Memory and recovery
Guildhall can now do more than stop at the first awkward blocker. When a worker gets stuck, the coordinator classifies the failure, chooses a bounded recovery playbook, and records what happened. When the result teaches Guildhall something durable, the lesson lands in the right layer instead of becoming mystery behavior.
The important product rule is simple: Guildhall may learn, but learned behavior stays inspectable and reversible.
Bounded recovery
Recovery is not open-ended wandering. Each recovery path has a name, construction mode, path bounds, allowed tools, success signals, and stop signals.
Examples include:
- rereading a focused file before editing again
- rerunning the authoritative command that failed
- repairing a touched-file verification failure
- refreshing a stale edit target after an
oldStringmiss - proposing a change order when evidence shows the blueprint is wrong
- stopping with a concrete human question when the setup issue is outside the task
Thread and blocker summaries should explain the human reason, not raw internal schema names. The audit trail keeps the typed classification and playbook record for future inspection.
Memory layers
Guildhall separates lessons by scope:
| Layer | Used for | Where to inspect |
|---|---|---|
| This project | Repo-specific commands, paths, facts, and workflow habits. | Settings -> Learning -> This project |
| Across projects | Repeated user preferences that can apply beyond one repo. | Settings -> Learning -> Across projects |
| Project playbooks | Repeatable project-local procedures that can enter worker context when a matching task appears. | Settings -> Learning -> Project playbooks |
| Ideas for Guildhall | Product improvements for Guildhall itself. They do not change runtime behavior. | Settings -> Learning -> Ideas for Guildhall |
Project facts do not silently become global preferences. Product ideas do not silently change how Guildhall runs. If a behavior would increase autonomy or apply more broadly, it needs explicit approval.
Memory and habits
Open Settings -> Learning inside a project to review what Guildhall wants to reuse.
Common actions:
- Use this activates a project memory.
- Use everywhere activates a repeated preference across projects.

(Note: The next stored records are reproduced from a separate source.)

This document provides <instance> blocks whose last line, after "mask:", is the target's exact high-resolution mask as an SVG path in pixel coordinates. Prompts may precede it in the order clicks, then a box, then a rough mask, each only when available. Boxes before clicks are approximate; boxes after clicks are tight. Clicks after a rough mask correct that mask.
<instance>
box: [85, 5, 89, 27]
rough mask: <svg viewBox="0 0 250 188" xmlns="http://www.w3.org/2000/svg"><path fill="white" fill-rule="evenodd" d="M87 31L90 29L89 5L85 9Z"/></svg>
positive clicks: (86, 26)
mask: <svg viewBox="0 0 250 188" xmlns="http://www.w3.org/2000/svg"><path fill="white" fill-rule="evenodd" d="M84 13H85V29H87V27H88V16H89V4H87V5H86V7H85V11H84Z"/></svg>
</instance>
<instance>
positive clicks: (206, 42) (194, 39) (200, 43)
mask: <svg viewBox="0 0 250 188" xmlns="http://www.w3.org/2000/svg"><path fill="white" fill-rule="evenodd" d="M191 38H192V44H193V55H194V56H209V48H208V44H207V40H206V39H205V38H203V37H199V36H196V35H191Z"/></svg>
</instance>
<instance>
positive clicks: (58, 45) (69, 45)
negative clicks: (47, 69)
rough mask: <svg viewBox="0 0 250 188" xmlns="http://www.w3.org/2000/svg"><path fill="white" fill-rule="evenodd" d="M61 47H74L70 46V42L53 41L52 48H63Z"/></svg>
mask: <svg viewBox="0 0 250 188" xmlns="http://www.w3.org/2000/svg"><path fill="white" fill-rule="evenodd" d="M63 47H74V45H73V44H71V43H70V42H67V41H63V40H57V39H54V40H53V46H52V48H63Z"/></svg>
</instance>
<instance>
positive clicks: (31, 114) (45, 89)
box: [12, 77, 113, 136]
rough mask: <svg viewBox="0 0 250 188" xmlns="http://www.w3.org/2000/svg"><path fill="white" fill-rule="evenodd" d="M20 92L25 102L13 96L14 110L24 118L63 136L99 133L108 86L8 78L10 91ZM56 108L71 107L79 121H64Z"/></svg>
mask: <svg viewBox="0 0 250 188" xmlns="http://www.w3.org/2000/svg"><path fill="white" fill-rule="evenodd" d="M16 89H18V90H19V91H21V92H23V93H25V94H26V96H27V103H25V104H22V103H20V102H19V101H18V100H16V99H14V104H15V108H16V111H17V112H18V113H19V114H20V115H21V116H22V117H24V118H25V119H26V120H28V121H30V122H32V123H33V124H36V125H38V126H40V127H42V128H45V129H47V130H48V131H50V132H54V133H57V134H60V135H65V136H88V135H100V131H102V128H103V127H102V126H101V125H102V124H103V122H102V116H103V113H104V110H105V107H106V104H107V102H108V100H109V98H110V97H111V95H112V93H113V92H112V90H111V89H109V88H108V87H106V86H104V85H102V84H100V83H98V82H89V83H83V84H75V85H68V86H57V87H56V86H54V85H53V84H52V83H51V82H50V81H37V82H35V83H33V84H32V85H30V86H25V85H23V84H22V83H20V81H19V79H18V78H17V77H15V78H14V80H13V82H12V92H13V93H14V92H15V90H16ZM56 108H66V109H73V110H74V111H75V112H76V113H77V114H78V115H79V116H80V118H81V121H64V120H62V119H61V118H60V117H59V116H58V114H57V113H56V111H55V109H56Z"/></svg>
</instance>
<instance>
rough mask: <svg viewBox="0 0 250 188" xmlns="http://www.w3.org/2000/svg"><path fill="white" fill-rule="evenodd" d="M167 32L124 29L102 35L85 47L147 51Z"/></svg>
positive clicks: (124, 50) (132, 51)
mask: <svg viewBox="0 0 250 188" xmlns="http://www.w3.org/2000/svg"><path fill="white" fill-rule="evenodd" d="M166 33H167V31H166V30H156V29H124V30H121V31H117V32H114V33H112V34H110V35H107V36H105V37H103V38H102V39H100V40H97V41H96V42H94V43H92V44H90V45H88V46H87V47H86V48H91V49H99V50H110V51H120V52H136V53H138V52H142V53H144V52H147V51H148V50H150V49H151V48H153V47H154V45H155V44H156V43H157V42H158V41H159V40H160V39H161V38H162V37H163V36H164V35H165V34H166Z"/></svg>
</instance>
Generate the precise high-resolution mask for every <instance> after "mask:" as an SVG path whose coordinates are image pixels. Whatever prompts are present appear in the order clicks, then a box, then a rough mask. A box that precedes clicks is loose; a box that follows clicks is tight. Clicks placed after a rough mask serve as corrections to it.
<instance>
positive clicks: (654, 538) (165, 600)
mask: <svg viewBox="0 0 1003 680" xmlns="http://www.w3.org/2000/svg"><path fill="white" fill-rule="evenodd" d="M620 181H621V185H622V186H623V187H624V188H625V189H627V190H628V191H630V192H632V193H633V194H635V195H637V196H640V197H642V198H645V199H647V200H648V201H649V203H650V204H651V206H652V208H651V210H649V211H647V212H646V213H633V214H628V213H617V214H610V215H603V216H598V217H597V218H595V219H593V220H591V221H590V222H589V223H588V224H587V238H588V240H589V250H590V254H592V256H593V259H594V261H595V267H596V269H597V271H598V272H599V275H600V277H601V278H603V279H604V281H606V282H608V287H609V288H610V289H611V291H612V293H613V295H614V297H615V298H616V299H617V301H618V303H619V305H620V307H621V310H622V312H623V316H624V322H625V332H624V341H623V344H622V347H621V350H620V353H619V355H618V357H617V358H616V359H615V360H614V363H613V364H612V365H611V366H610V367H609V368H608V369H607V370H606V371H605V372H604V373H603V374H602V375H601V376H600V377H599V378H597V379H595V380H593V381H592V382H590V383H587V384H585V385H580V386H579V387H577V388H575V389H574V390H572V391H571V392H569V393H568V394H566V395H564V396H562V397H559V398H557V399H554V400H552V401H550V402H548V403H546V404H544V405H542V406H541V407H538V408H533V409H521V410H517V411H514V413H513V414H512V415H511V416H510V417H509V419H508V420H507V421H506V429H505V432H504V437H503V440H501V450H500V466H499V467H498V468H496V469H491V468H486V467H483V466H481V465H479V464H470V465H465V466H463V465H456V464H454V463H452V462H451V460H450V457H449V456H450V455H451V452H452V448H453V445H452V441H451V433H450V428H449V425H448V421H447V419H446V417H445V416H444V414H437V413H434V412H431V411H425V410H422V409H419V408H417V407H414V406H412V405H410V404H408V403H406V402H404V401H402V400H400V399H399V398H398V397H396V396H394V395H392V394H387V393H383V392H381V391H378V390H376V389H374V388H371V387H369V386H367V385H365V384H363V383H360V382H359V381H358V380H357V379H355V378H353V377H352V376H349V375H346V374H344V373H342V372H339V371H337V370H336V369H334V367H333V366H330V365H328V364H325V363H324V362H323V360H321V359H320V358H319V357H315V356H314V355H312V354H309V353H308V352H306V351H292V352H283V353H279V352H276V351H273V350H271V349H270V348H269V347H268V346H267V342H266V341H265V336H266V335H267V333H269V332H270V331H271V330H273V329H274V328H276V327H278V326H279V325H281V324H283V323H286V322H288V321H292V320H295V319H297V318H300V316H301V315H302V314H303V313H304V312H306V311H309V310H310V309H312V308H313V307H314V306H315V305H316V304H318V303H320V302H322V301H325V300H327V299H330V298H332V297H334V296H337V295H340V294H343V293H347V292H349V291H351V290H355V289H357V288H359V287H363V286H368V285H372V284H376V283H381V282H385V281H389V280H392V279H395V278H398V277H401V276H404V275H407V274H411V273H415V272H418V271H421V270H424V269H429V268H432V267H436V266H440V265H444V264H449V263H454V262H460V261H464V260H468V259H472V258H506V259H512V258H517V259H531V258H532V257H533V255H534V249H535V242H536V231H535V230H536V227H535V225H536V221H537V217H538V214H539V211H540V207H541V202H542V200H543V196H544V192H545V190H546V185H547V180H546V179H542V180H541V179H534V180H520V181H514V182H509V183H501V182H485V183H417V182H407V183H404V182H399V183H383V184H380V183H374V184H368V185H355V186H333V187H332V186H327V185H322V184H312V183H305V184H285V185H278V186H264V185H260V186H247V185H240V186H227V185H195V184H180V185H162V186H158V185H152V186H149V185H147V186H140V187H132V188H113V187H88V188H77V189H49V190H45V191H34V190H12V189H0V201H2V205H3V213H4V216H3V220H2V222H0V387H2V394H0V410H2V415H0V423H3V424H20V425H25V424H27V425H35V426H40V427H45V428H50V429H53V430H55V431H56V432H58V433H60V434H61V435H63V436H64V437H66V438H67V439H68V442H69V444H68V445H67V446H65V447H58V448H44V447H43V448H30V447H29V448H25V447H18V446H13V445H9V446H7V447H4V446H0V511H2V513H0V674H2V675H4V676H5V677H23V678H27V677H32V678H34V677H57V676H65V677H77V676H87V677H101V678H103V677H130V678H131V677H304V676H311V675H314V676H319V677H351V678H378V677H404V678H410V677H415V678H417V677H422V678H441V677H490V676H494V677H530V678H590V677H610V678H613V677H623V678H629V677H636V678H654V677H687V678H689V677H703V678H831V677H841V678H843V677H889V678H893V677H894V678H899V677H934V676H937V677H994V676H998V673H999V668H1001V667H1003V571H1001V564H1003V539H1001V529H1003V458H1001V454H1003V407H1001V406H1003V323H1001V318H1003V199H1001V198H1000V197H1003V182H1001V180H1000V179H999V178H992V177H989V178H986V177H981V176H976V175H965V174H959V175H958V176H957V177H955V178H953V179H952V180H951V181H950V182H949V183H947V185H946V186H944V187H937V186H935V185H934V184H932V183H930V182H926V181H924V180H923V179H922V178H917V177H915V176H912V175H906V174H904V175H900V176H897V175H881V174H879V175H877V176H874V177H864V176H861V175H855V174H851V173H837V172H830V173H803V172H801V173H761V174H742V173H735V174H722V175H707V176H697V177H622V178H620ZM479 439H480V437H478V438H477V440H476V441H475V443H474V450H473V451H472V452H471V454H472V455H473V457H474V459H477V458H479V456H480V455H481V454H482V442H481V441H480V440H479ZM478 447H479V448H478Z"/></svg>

- Use only here turns a cross-project suggestion into an active project habit and resolves the original global suggestion.
- Use playbook activates a project-local procedural memory.
- Ignore dismisses a suggestion without deleting the evidence trail.
- Give product feedback opens a prefilled GitHub issue draft for inert product ideas.
The normal task flow does not ask you to approve every lesson. Suggested items stay off until you choose to use them.
Product feedback
Product ideas are for improving Guildhall itself. They include the suggestion, evidence, affected project, and source id, but they remain inert until a human decides to act.
The Give product feedback button opens a draft issue in the Guildhall GitHub repo. Guildhall does not submit the issue automatically.